Lors de la grande grève du lait de 2009, la FNSEA dénonce à grand fracas les marges exorbitantes de la grande distribution. La réalité est toute différente. Entre 2005 et 2009, la marge des transformateurs (mise en boîte du lait, fabricants de beurre ou yaourt) a beaucoup plus augmenté que celle des distributeurs. Selon le ministère de l’agriculture, sur le prix de vente au public d’une brique de lait, la grande distribution s’octroie 18 %, le producteur reçoit moins de 30 % et le transformateur en prend la moitié ! Or, ce qui est le « plus amusant », c’est que si, parmi ces transformateurs, il y a des industriels, il est à noter qu’il y a aussi de nombreuses coopératives tenues par des organisations membres de… la FNSEA ! Par exemple, la plus importante de France, la société SODIAAL, avait comme président de son conseil d’administration Damien Lacombe, fils d’un Raymond du même nom qui fut président de la FNSEA de 1986 à 1992 !…

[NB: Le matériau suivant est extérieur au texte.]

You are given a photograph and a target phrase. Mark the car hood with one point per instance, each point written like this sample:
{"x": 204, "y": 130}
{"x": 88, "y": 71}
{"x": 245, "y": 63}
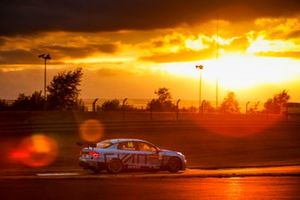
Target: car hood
{"x": 167, "y": 152}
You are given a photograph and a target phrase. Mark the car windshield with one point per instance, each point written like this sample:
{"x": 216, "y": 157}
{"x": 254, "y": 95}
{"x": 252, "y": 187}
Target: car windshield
{"x": 104, "y": 144}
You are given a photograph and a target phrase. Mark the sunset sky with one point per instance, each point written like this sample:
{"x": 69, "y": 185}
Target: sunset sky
{"x": 129, "y": 48}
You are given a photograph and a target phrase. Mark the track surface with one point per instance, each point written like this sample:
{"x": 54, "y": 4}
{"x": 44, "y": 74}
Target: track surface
{"x": 268, "y": 188}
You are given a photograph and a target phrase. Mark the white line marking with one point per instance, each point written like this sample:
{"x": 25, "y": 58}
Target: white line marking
{"x": 58, "y": 174}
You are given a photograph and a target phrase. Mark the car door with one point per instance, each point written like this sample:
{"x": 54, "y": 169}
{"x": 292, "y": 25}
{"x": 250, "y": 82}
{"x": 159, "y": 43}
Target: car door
{"x": 127, "y": 152}
{"x": 148, "y": 155}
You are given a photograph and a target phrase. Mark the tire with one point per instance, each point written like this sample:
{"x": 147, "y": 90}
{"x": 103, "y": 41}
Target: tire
{"x": 174, "y": 165}
{"x": 115, "y": 166}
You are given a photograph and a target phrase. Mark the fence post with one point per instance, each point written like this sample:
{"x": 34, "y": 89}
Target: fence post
{"x": 177, "y": 109}
{"x": 94, "y": 104}
{"x": 123, "y": 108}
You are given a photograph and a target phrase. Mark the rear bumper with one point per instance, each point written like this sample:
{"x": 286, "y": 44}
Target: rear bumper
{"x": 91, "y": 164}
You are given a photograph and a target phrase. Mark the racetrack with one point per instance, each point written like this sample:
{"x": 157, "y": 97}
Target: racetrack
{"x": 207, "y": 143}
{"x": 212, "y": 147}
{"x": 263, "y": 183}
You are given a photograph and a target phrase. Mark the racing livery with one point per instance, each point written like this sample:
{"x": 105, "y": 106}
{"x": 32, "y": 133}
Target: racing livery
{"x": 116, "y": 155}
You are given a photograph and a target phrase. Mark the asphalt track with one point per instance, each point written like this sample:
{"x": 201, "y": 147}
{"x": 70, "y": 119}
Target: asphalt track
{"x": 188, "y": 173}
{"x": 239, "y": 183}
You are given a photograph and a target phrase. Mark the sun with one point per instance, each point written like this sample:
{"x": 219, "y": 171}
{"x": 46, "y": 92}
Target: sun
{"x": 239, "y": 71}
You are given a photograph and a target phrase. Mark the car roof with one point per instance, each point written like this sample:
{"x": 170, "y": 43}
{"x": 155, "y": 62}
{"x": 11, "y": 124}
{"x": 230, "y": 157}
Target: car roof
{"x": 117, "y": 140}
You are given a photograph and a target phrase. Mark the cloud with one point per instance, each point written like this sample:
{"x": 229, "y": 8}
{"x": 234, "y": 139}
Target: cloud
{"x": 181, "y": 56}
{"x": 283, "y": 54}
{"x": 27, "y": 17}
{"x": 58, "y": 52}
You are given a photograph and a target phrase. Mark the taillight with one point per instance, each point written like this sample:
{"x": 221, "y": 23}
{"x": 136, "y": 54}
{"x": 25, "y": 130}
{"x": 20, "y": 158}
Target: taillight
{"x": 94, "y": 154}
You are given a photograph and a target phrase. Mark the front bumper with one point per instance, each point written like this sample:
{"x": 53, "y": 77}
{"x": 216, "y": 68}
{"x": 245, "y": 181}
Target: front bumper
{"x": 89, "y": 164}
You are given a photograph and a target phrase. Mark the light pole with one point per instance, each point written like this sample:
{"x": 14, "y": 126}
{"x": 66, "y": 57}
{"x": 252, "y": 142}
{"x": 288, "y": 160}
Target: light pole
{"x": 45, "y": 57}
{"x": 200, "y": 67}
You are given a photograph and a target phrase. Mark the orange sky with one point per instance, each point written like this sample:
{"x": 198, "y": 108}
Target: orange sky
{"x": 131, "y": 56}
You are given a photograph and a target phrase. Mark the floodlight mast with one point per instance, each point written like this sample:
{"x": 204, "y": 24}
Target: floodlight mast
{"x": 45, "y": 57}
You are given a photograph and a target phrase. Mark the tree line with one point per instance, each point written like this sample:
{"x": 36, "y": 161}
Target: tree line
{"x": 63, "y": 94}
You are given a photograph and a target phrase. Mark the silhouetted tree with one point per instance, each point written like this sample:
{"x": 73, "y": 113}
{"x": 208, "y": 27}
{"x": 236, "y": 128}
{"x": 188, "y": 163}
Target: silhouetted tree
{"x": 274, "y": 105}
{"x": 63, "y": 91}
{"x": 31, "y": 102}
{"x": 206, "y": 106}
{"x": 230, "y": 104}
{"x": 253, "y": 108}
{"x": 163, "y": 101}
{"x": 111, "y": 105}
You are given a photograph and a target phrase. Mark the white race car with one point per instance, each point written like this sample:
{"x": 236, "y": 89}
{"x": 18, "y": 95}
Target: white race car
{"x": 116, "y": 155}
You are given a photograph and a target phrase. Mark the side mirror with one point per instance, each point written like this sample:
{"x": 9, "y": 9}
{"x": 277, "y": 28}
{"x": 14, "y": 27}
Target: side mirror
{"x": 79, "y": 143}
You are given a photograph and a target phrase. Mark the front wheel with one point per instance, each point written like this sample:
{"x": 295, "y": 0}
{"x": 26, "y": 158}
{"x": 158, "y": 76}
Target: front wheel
{"x": 174, "y": 165}
{"x": 115, "y": 166}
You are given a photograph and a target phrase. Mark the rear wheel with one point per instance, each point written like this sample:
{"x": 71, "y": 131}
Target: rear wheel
{"x": 115, "y": 166}
{"x": 174, "y": 165}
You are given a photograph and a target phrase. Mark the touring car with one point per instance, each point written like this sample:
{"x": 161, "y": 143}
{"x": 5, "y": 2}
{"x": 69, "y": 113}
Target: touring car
{"x": 116, "y": 155}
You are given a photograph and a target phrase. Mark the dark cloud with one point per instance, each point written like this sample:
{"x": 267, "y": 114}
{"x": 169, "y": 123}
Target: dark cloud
{"x": 20, "y": 56}
{"x": 2, "y": 41}
{"x": 25, "y": 17}
{"x": 79, "y": 52}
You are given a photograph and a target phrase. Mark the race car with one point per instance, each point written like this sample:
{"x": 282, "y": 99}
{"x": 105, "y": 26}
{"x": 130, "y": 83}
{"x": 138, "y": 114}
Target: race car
{"x": 117, "y": 155}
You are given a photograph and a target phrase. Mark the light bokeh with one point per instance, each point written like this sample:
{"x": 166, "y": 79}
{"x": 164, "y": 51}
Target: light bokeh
{"x": 38, "y": 150}
{"x": 91, "y": 130}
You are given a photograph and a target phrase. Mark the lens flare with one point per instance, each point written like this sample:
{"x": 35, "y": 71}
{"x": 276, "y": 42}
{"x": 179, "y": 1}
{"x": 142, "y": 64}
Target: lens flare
{"x": 91, "y": 130}
{"x": 36, "y": 151}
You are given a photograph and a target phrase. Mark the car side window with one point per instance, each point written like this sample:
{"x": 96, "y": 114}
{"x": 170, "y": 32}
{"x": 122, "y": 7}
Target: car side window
{"x": 146, "y": 147}
{"x": 128, "y": 146}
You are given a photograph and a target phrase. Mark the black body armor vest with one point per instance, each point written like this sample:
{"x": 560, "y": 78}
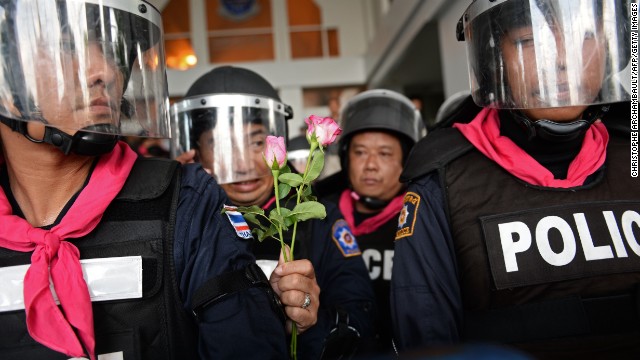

Ce double jeu ayant été éventé, nombre d’agriculteurs quittèrent la FNSEA et continuèrent à livrer leur lait à des coopératives laitières qui, en fait, adhèrent à la FNCL (Fédération nationale des coopératives laitières) qui n’est autre qu’une antenne de la FNSEA qui, à l’évidence, centralise le pouvoir. Ce mécontentement, palpable chez les producteurs, se traduisit par quelques déboires électoraux avec la perte, par exemple, du contrôle d’une chambre d’agriculture au profit de la coordination rurale. Cependant, le monopole de la FNSEA demeure solide ; d’autant plus que cette dernière sait se rendre indispensable sur le front juridique et bancaire. Beaucoup d’exploitants agricoles sont empêtrés dans des situations difficiles, criblés de dettes et de problèmes juridiques. Coincés, ils sont souvent obligés d’adhérer à la FNSEA malgré leur aversion car c’est elle qui octroie prêts et « facilités ». La baisse continuelle du nombre d’agriculteurs depuis un demi siècle est la preuve d’une politique délibérée d’asservissement et d’une guerre d’usure contre les petits paysans. La FDSEA n’hésite pas à les mobiliser contre leurs intérêts tout en les manœuvrant dans des actions spectaculaires afin d’entretenir chez eux l’illusion d’actions efficaces, sauf que l’efficacité est, en définitive, destinée à promouvoir une politique de grands propriétaires. La FNSEA est, également, bien implantée au niveau des commissions d’installation ce qui lui permet de favoriser ceux qui y adhèrent ; obligeant ceux qui souhaiteraient rester indépendants ou qui voudraient se tourner ailleurs, à la rejoindre.

Le nombre d’exploitants agricoles ayant été divisé par quatre entre 1955 et 2015, il est aujourd’hui inférieur à 500 000. C’est là le résultat de la politique agricole menée par l’État et la FNSEA qui s’est faite au bénéfice des agriculteurs les plus riches, dirigeants ou membres importants de ce syndicat. Ces dirigeants sont les gagnants de cette politique car ils ont pu moyennant les aides du Crédit Agricole (où ils ont leurs entrées) agrandir leurs propriétés en rachetant les terres abandonnées par leurs anciens collègues et en même temps s’enrichir en profitant, en tant que notables, du formidable développement du système coopératif agricole. Le crédit agricole, au niveau bancaire, et les coopératives, au niveau de l’agro-industrie, sont des puissances économiques de premier ordre.

Malgré les manifestations fréquentes et spectaculaires, il y a une profonde identité de vue entre l’État et la FNSEA sur un objectif à long terme, connu sous le terme de PAC et fixé par la loi de modernisation de l’agriculture française de 1962 : Bâtir une agro-industrie puissante, centralisée et fortement capitalisée. Si la FNSEA doit prendre quelques libertés avec les règles en chemin pour protéger et développer ce secteur, qu’elle les prenne. Les pouvoirs publics ferment les yeux. Dans une confusion des genres, Bernard Lannes de la Coordination rurale (proche de l’extrême-droite), concurrente de la FNSEA, dénonçait : « … la FNSEA [qui] organise des pseudo-manifestations pour râler contre des décisions prises en cogestion avec l’État ».